Allo scopo di giustificare l’assenza dal domicilio nelle fasce di reperibilità, prosegue la Cassazione, non è sufficiente che il dipendente produca un certificato medico che attesti l’effettuazione di una visita specialistica nella medesima fascia oraria, essendo necessario che il lavoratore dimostri che tale visita non poteva essere effettuata in altro momento della giornata.

Per altro la Corte territoriale aveva anche esaminato la relazione medico legale consegnata dal ricorrente ai fini giustificativi dell’illecito, traendo che neppure da questa poteva evincersi la necessità di abbandonare il domicilio per effettuare la visita specialistica, poiché lo stesso specialista affermava che tali attività potevano ben essere svolte previo accordo orario e su appuntamento concordato.

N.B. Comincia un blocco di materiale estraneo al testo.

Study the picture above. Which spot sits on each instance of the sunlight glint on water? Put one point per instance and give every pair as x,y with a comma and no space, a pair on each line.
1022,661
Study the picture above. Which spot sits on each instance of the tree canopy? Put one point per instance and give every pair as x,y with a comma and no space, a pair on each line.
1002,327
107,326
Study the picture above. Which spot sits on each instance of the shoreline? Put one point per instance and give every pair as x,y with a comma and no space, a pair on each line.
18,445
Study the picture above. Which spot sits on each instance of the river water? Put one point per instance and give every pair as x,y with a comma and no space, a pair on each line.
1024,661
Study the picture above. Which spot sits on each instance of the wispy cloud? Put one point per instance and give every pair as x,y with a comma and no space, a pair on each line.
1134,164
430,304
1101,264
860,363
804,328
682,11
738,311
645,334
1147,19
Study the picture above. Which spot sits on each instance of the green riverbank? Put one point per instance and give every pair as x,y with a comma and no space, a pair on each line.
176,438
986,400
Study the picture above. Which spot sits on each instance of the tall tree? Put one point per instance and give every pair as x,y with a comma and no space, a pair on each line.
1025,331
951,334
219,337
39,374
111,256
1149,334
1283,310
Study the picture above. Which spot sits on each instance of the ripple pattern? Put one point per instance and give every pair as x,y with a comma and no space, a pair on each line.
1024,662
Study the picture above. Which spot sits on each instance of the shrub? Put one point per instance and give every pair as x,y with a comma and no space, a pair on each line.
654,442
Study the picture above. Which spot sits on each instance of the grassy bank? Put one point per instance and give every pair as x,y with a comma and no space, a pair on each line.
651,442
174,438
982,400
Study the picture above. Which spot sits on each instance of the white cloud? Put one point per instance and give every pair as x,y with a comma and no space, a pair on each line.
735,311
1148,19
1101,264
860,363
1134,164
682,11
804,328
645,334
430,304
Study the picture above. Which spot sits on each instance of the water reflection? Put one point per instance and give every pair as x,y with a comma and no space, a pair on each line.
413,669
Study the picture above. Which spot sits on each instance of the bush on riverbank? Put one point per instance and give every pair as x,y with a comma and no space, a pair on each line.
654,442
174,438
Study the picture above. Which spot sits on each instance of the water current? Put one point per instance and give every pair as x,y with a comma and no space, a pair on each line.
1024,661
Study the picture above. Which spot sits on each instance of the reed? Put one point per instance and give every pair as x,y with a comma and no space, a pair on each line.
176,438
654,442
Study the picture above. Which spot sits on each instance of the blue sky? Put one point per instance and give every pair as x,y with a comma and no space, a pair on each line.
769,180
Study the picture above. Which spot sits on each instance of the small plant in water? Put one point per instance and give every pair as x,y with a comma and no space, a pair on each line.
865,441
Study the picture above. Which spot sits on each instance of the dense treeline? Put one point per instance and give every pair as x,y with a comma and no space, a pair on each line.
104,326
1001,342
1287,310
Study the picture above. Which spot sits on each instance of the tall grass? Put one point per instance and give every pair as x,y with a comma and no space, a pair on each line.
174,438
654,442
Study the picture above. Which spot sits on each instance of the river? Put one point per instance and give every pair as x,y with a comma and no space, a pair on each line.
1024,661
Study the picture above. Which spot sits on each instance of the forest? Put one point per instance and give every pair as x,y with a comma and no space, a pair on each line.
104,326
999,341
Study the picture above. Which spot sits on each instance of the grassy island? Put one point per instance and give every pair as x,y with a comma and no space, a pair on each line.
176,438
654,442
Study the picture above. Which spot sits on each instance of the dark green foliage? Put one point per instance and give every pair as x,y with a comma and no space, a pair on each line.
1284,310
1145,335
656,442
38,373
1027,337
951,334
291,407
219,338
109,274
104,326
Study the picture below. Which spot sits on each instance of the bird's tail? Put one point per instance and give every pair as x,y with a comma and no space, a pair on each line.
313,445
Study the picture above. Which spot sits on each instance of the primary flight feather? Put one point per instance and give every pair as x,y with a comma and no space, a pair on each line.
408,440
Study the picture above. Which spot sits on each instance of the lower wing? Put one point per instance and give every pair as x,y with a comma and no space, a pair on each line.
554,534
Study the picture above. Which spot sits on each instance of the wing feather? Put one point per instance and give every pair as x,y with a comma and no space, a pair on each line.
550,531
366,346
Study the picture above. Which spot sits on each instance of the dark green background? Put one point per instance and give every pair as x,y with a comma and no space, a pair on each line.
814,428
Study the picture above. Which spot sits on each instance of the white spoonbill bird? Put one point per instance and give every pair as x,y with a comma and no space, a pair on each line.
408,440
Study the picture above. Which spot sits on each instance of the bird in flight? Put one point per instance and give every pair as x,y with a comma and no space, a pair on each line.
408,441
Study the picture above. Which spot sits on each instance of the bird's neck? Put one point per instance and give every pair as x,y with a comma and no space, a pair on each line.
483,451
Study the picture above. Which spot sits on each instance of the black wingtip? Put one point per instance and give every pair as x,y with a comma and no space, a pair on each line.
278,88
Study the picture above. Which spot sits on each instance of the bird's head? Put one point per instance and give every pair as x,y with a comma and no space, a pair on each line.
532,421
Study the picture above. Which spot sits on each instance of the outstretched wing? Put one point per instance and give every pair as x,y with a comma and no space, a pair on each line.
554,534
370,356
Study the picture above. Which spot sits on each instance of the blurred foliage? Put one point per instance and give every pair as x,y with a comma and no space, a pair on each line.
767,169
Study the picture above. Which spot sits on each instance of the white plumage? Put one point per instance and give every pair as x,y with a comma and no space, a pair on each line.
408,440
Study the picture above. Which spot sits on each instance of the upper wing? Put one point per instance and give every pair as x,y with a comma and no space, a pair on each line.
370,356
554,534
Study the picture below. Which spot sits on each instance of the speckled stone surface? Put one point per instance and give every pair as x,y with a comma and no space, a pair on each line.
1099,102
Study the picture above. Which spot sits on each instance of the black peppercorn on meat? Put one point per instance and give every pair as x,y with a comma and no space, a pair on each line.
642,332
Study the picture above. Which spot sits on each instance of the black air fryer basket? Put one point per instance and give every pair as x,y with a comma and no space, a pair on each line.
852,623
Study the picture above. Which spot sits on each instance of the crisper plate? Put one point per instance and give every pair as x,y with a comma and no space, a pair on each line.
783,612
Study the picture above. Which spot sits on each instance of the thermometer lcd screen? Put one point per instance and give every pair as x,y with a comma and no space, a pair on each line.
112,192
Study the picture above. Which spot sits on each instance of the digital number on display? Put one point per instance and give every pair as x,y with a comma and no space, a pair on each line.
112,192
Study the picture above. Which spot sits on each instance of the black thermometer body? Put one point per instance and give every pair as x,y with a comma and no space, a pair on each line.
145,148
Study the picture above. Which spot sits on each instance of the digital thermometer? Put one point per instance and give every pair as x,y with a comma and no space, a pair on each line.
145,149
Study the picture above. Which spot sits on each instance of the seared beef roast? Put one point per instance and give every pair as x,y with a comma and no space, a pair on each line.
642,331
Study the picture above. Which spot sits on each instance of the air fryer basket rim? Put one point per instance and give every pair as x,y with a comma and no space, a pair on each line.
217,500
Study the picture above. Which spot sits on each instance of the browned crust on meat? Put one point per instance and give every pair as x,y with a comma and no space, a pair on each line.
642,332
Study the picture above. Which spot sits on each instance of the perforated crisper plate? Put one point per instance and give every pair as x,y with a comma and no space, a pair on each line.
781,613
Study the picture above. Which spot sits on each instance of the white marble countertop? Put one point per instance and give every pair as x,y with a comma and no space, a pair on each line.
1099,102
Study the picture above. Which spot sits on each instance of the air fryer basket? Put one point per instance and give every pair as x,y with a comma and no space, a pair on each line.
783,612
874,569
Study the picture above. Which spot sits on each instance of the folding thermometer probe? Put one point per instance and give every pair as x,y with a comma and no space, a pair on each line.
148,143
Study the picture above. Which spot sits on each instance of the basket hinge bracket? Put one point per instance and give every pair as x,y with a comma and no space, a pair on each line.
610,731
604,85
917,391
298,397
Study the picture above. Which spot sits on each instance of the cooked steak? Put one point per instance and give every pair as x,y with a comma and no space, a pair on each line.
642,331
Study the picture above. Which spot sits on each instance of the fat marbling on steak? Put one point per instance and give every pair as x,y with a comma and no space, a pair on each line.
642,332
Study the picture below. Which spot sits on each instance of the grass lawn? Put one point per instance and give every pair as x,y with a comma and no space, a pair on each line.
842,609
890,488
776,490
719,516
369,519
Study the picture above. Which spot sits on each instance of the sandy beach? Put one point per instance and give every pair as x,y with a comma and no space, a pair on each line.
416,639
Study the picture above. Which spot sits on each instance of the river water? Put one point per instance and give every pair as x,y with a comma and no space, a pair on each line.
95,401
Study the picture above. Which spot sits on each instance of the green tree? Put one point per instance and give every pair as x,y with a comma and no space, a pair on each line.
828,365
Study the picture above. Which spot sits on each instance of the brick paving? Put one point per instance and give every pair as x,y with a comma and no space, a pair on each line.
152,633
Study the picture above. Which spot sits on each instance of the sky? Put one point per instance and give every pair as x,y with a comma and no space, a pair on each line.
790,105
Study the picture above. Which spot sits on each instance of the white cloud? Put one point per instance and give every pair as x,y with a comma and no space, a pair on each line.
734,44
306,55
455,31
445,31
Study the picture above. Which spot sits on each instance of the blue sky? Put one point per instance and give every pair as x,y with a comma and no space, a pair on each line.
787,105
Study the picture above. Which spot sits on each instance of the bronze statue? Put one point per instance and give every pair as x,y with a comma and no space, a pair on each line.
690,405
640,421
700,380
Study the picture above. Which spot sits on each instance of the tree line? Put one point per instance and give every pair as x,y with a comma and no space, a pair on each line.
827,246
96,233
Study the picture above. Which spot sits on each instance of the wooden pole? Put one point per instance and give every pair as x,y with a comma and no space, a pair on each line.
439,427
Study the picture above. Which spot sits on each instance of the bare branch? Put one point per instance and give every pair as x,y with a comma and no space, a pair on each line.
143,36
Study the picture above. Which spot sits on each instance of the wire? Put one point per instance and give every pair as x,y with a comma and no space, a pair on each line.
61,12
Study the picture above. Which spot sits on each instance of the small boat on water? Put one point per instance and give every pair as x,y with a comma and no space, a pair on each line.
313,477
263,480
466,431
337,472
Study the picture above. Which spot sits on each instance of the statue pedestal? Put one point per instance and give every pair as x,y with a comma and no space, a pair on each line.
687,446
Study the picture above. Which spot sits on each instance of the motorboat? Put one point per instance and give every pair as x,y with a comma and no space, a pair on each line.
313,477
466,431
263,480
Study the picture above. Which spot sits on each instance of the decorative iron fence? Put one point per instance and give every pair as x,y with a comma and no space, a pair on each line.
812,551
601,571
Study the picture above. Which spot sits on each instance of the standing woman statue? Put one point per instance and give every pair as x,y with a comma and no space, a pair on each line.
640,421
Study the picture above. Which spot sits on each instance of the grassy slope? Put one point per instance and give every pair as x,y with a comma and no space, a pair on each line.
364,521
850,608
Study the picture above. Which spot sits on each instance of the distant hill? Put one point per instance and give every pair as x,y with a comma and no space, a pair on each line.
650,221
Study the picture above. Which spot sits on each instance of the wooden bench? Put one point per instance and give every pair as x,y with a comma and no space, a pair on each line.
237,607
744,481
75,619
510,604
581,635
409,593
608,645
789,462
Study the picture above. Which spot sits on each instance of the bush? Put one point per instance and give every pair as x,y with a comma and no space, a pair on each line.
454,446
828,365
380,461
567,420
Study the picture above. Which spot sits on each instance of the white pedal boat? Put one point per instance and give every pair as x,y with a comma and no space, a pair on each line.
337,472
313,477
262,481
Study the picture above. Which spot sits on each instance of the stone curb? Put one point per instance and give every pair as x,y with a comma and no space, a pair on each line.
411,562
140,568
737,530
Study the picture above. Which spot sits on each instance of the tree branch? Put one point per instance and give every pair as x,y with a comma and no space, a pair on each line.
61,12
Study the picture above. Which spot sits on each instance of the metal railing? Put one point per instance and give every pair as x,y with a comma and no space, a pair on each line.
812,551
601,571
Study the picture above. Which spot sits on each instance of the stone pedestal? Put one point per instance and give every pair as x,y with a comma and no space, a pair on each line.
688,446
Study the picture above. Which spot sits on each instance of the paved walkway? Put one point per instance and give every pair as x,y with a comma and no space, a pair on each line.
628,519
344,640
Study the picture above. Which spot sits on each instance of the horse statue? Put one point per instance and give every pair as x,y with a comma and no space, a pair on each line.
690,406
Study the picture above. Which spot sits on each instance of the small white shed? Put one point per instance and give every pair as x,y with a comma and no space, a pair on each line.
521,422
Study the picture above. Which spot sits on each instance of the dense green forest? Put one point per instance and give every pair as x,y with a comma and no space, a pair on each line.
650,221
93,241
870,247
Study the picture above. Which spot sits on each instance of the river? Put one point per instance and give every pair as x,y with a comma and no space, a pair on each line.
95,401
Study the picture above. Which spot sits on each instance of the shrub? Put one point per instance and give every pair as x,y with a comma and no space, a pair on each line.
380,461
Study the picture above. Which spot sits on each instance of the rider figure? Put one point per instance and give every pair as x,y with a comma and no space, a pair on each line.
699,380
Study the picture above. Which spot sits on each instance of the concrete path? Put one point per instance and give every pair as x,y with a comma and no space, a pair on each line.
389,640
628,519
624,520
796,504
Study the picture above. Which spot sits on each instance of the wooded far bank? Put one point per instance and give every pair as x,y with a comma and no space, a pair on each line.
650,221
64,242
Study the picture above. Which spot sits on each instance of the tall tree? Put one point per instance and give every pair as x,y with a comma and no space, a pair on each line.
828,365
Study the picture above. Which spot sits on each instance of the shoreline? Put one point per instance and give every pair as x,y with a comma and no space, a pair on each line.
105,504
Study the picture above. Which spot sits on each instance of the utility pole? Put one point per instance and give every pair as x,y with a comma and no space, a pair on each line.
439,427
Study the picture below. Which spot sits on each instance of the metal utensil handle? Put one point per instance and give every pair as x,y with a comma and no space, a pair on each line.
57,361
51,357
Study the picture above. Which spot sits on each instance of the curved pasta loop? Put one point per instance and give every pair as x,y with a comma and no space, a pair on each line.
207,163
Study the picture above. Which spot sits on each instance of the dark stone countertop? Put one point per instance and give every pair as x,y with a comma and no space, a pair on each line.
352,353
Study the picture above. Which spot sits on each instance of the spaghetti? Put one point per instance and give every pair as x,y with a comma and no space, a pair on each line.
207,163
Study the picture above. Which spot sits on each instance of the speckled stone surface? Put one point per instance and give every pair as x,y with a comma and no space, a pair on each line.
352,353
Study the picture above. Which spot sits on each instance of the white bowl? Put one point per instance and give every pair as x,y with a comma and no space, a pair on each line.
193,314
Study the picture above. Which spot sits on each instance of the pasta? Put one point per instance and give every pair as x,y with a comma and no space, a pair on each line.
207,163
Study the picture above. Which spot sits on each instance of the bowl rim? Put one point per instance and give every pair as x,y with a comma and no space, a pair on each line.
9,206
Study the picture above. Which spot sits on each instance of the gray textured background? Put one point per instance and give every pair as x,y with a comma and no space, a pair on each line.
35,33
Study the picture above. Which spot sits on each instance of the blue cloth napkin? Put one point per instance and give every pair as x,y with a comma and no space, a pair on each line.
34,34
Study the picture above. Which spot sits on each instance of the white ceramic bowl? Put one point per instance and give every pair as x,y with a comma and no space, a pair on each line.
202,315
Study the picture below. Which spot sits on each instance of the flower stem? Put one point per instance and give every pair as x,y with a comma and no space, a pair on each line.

Inoltre la corte ha tenuto conto dei reiterati comportamenti del lavoratore intesi ad assentarsi sempre e comunque in concomitanza delle fasce di reperibilità, per altro già sanzionate con una multa e una sospensione, comportamento che la Corte territoriale ha per forza dovuto considerare ai fini del giudizio di gradualità e proporzionalità in rapporto alla sanzione ben più grave che è quella espulsiva.

Sulla scorta di questi principi la Corte ha confermato la sentenza resa dalla Corte d’appello di Catania, la quale aveva a sua volta confermato la sentenza resa in primo grado sulla validità del licenziamento intimato da Poste Italiane nei confronti del direttore dell’ufficio postale.

Alla luce di questi presupposti fattuali, ritiene la Corte di cassazione che il licenziamento disciplinare irrogato al lavoratore costituisca una misura proporzionata rispetto alle svariate assenze alla visita domiciliare, in quanto, benché le prime tre assenze fossero state seguite dalla allegazione di visite specialistiche, non era stato provato dal lavoratore che le suddette costituissero una misura necessaria e non differibile ad altri orari fuori dalle due fasce di reperibilità previste dal contratto collettivo applicato al rapporto di lavoro.